Die Kirche im Dorf lassen

Von Ines Claus.
Doch was, wenn das Dorf bleibt und die Kirche verschwindet? Was wie eine Redewendung klingt, wird vielerorts Realität: leere Kirchenbänke, seltener werdende Gottesdienste, Gebäude, die verkauft oder aufgegeben werden.
Man stelle sich ein Dorf ohne Kirchturm vor – ohne Orientierungspunkt, ohne Raum, der Geschichte atmet, ohne Ort, der Gemeinschaft stiftet. Was ginge verloren, wenn es keine Gotteshäuser mehr gäbe?
In Deutschland gibt es über 40.000 Kirchengebäude, davon rund 3.330 allein in Hessen. Sie prägen Stadtbilder und Dorfkerne, sind Glaubensräume, Erinnerungsorte und identitätsstiftende Symbole. Sakralgebäude sind Heimat. Als besondere „Andersorte“ eröffnen sie Räume der Stille, der Begegnung und des Zusammenhalts – nicht nur für Gläubige, sondern für die gesamte Gesellschaft. Auch in Zukunft sollen Kirchen Orte des Glaubens, der Kultur, der Fürsorge und der Gemeinschaft bleiben.
Dieser Anspruch steht jedoch unter zunehmendem Druck. Sinkende Mitgliederzahlen sowie knapper werdende finanzielle und personelle Ressourcen stellen die Kirchen vor große Herausforderungen.
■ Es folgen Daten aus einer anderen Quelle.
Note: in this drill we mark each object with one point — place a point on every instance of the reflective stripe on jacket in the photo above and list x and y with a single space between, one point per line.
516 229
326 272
Die zentrale Frage lautet daher: Wie lassen sich Sakralgebäude auch künftig erhalten und sinnvoll nutzen? Dabei ist klar: Kirchen gehören nicht allein den Institutionen, sondern vor allem den Menschen vor Ort. Ohne das Engagement Ehrenamtlicher wäre kirchliches Leben kaum denkbar. Deshalb darf die Zukunft der Kirchengebäude nicht allein in Verwaltungen oder Bistümern verhandelt werden – sie braucht den Dialog und gemeinsame Lösungen der Gesellschaft.
Auch politisch nehmen wir diese Verantwortung ernst. In meiner Rolle als Vorsitzende der CDU-Fraktion im Hessischen Landtag stehe ich im engen Austausch mit der katholischen und evangelischen Kirche. Uns verbindet mehr als die Sorge um Gebäude. Wir teilen Werte: Verantwortung füreinander, die Bewahrung von Kultur und Tradition und den Blick darauf, was Menschen Halt und Orientierung gibt. Unser gemeinsames Ziel ist der Erhalt und die nachhaltige Nutzung von Kirchengebäuden – als Beitrag zum gesellschaftlichen Zusammenhalt.
Vor diesem Hintergrund haben wir gemeinsam mit den Kirchen den Zukunftskongress „Sakralbauten“ am 17. Januar im Hessischen Landtag in Wiesbaden veranstaltet. Politik, Kirche, Kultur, Wissenschaft, Wirtschaft und Zivilgesellschaft kamen zusammen, um sich auszutauschen und erste Handlungsansätze zu entwickeln. Denn neben rein sakraler Nutzung oder vollständiger Umnutzung werden künftig vor allem erweiterte Nutzungskonzepte an Bedeutung gewinnen – als große Chance für die gesamte Gesellschaft. Der Kongress brachte rund 200 Teilnehmerinnen und Teilnehmer zusammen. Nach einer Keynote von Dr. Bruno Kahl, deutscher Botschafter beim Heiligen Stuhl, folgten Repliken von Kirchenpräsidentin Prof. Dr. Christiane Tietz und Generalvikar Dr. Michael Lang. In sechs Workshops wurden zentrale Fragen vertieft – von Kirchen als „Dritte Orte“ über rechtliche und finanzielle Rahmenbedingungen bis hin zu neuen Partnerschaften für den Erhalt der Gebäude.
Ein zentrales Ergebnis ist die „Wiesbadener Vereinbarung“: eine gemeinsame Erklärung der CDU-Fraktion im Hessischen Landtag mit den katholischen und evangelischen Kirchen in Hessen. Sie versteht den Kongress als Auftakt für einen regelmäßigen Austausch, für konkrete Projekte und für bessere Rahmenbedingungen. Ziel sind Sanierungen, erweiterte Nutzungen und Umnutzungen von Sakralbauten, die Denkmalschutz und Nachhaltigkeit berücksichtigen und Kirchen als Orte der Begegnung stärken und zukunftsfähig machen.
„Die Kirche im Dorf lassen“ heißt heute, sie nicht sich selbst zu überlassen, sondern gemeinsam Verantwortung für ihre Zukunft zu übernehmen. Dafür setze ich mich ein.